Tous les manuels de création littéraire et d’art du récit dramatique vous le diront: la première page est la plus importante de toutes. Que faisons-nous lorsque nous traversons les allées d’une librairie à la recherche d’un bouquin à se mettre dans les mains? Nous regardons la couverture, la quatrième de couverture, puis nous l’ouvrons pour en lire quelques passages pris au hasard. Si nous sommes séduits, il faudra reprendre à zéro et démarrer la lecture par le premier chapitre –il pourra nous arriver de sauter la préface pour entrer plus vite dans le vif du sujet.

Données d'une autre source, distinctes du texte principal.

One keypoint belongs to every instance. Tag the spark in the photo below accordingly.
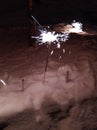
(48, 37)
(2, 81)
(77, 27)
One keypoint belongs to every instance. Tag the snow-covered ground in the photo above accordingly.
(70, 78)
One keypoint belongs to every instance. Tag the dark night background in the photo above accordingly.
(48, 11)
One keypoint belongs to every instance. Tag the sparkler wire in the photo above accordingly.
(47, 58)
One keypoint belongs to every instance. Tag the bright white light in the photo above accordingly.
(2, 81)
(76, 27)
(48, 37)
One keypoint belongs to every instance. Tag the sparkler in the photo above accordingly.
(49, 37)
(2, 81)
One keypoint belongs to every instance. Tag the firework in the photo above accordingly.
(48, 37)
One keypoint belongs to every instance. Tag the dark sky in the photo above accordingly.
(50, 10)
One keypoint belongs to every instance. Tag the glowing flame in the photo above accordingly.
(77, 27)
(49, 37)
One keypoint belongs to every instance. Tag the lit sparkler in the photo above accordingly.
(49, 37)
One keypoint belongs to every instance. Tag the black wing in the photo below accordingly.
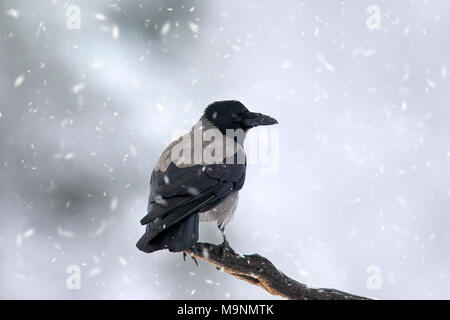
(178, 195)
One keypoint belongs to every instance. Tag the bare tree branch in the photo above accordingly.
(261, 272)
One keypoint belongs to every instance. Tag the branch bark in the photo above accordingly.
(259, 271)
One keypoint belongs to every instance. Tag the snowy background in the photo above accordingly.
(364, 178)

Et qu’est-ce qui fera que nous tournerons la page? Pourquoi poursuivrons-nous la lecture? C’est tout le travail de l’accroche.

«Longtemps, je me suis couché de bonne heure»

Meilleure est la première phrase, moins nous décrochons: «Aujourd’hui, maman est morte» (L’Etranger, d’Albert Camus); «Longtemps, je me suis couché de bonne heure.» (Du côté de chez Swann, de Marcel Proust); «Si vous voulez vraiment que je vous dise, alors sûrement la première chose que vous allez demander c’est où je suis né, et à quoi ça a ressemblé, ma saloperie d’enfance, et ce que faisaient mes parents avant de m’avoir, et toutes ces conneries à la David Copperfield, mais j’ai pas envie de raconter ça et tout» (L’Attrape-cœurs, de J.D. Salinger).

«C’était une nuit sombre et orageuse» («It was a dark and stormy night»), parfois traduite «Par une nuit sombre et orageuse…» est une phrase qui semble avoir été lue un milliard de fois. L’un des responsables de ce déjà-vu est Charles M. Schutz, le père de Snoopy. Au fil des albums de Peanuts, le chien cherchant l’inspiration face à sa machine à écrire commence toujours son histoire par «C’était une nuit sombre et orageuse». Une phrase qui n’a pas été choisie au hasard, puisqu’elle symbolisait pour Schutz la phrase cliché par excellence. Peanuts a, depuis les années 1950, été publié dans 75 pays différents et dans 21 langues, pour plus de 350 millions de lecteurs quotidiens.

Et ainsi le destin de l’œuvre d’Edward Bulwer-Lytton fut scellé.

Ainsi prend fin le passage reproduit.